Tuesday, March 06, 2007

fanon on storytelling

Hey, I think that this quote from Frantz Fanon's Wretched of the Earth has something to say to us liberationist artist types. Which is to say, everybody who reads this blog.

here's something awesome from frantz fanon's the wretched of the earth: (he's talking about culture and national liberation movements)
"On another level, the oral tradition- stories, epics, and songs of the people- which formerly were filed away as set pieces are now beginning to change. The storytellers who used to relate inert episodes now bring them alive and introduce into them modifications which are increasingly fundamental. There is a tendency to bring conflicts up to date and to modernize the kinds of struggle which the stoires evoke, together with the names of heroes and the types of weapons. The method of allusion is more and more widely used. The formula "This all happened long ago" is substituted with that of "What we are going to speak of happened somewhere else, but it might well have happened here today, and it might happen tomorrow." The example of Algeria is significant in this context. From 1952-3 on, the storytellers, who were before that time stereotyped and tedious to listen to, completley over0turned their traditional methods of storytelling and the contents of their tales. Their public, which was formerly scattered, became compact. The epic, with its typified categories, reappeared; it became an authentic form of entertainment which took on once more a cultural value. Colonialism made no mistake when from 1955 on it proceeded to arrest these storytellers systematically.
The contact of the people with the new movement gives rise to a new rhythm of life and to forgotten muscular tensions, and develops the imagination; he makes innovations and he creates a work of art.
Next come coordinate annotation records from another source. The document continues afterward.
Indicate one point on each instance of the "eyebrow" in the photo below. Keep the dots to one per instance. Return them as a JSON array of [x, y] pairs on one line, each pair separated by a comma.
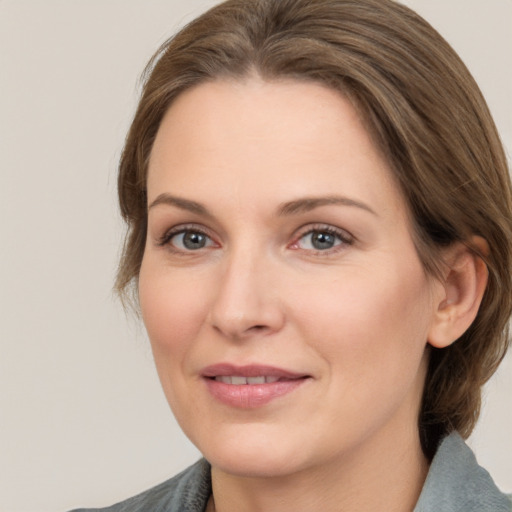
[[307, 204], [294, 207], [182, 204]]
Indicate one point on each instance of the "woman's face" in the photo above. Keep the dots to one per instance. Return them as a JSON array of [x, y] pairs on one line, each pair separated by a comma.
[[287, 308]]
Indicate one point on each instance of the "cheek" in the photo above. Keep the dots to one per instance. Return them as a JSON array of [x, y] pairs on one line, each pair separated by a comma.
[[173, 309], [370, 320]]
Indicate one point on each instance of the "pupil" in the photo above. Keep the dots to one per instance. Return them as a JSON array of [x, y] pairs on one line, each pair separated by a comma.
[[323, 240], [193, 240]]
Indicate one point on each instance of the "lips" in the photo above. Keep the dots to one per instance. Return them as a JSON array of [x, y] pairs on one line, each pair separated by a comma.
[[248, 387]]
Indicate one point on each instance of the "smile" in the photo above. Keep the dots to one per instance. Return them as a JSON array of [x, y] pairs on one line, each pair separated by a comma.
[[250, 387], [240, 381]]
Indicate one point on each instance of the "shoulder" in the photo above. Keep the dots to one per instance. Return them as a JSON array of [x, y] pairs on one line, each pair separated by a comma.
[[186, 492], [456, 483]]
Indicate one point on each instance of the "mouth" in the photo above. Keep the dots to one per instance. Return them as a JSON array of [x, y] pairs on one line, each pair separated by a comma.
[[249, 387]]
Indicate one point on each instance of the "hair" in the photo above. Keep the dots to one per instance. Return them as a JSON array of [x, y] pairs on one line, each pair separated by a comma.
[[424, 111]]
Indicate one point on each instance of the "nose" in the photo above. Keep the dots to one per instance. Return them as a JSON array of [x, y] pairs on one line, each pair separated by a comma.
[[247, 298]]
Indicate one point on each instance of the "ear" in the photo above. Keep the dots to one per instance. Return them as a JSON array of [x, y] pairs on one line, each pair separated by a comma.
[[461, 292]]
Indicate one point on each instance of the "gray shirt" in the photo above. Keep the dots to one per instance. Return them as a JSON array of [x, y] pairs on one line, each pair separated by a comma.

It even happens that the characters, which are barely ready for such a transformation- highway robbers or more or less anti-social vagabonds- are taken up and remodeled. The emergence of the imagination and of the creative urge in the songs and epic stories of a colonized country is worth following. The storyteller replies to the expectant people by successive approximations, and makes his way, apparently alone but in fact helped on by his public, toward the seeking out of new patterns, that is to say national patterns. Comedy and farce disappeal, or lose their attraction. As for dramatization, it is no longer placed on the plane of the troubled intellectual and his tormented conscience. By losing its characteristics of despair and revolt, the drama becomes part of the common lot of the people and forms part of an action in preparation or already in progress."